Second, map the entire customer journey through conversations, not assumptions. Most food brands think the purchase decision happens at the product page. Real conversations reveal it often happens during the first bite of a sample, or when a friend mentions it, or during a specific routine disruption.
Third, decode the non-buyer insights that surveys miss completely. When someone doesn't buy your premium olive oil, the reason isn't price sensitivity. It's often confusion about use cases, skepticism about health claims, or simply not understanding the difference from what they already use.
Implementation Roadmap
Start with your churned customers — they've experienced your product but chose to leave. These conversations reveal friction points that prevent retention and expansion.
Week 1-2: Call 50 churned customers. Ask why they stopped buying and what would bring them back. Document their exact words, not your interpretation.
Week 3-4: Call 50 non-buyers who showed interest but never purchased. The patterns here often reveal messaging problems or product positioning gaps.
Week 5-6: Call your best customers. Understand why they stay loyal and how they discovered you. This reveals your strongest growth channels and retention drivers.
Each conversation should feel like a friendly chat, not an interrogation. The goal is understanding their story, not validating your assumptions.
When a beverage brand discovered their customers weren't buying "energy drinks" but "afternoon focus boosters," their entire positioning strategy shifted — and sales doubled within six months.
Measuring Success
Track conversation insights against business metrics. Connect rates should hit 30-40% if you're calling real customers with a human approach. Below 20% means your script sounds too corporate.
Monitor language-driven improvements: ad copy using customer words, product descriptions that address real concerns, email campaigns that speak to actual motivations. Brands implementing customer language typically see 27% higher AOV and LTV within 90 days.
Cart recovery calls are especially powerful for food brands. When someone abandons a cart full of specialty items, a quick call often reveals simple questions about storage, preparation, or dietary concerns. We consistently see 55% cart recovery rates versus 15-20% for email sequences.
The ultimate metric is growth rate consistency. Brands building strategy on real customer insights grow more predictably because they're solving actual problems, not imagined ones.
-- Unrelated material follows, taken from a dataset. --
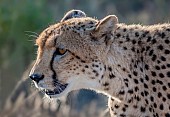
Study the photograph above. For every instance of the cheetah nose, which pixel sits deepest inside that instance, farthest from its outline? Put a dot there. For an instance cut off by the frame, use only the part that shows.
(36, 77)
Frequently Asked Questions
How many customers do we need to call for reliable insights? Start with 150 conversations across your three key segments (churned, non-buyers, loyal customers). Patterns typically emerge after 30-50 conversations per segment.
What if customers don't want to talk? With the right approach, most customers are happy to share feedback. Lead with curiosity, not sales. "We're trying to understand how to serve customers better" works far better than "We'd love your feedback."
Can we do this ourselves or do we need external help? Internal teams often struggle with confirmation bias and leading questions. External customer intelligence specialists bring objectivity and proven conversation frameworks that reveal insights internal teams miss.
How often should we be calling customers? Successful brands make customer conversations ongoing, not one-time projects. Monthly conversation cycles keep insights fresh and strategy aligned with evolving customer needs.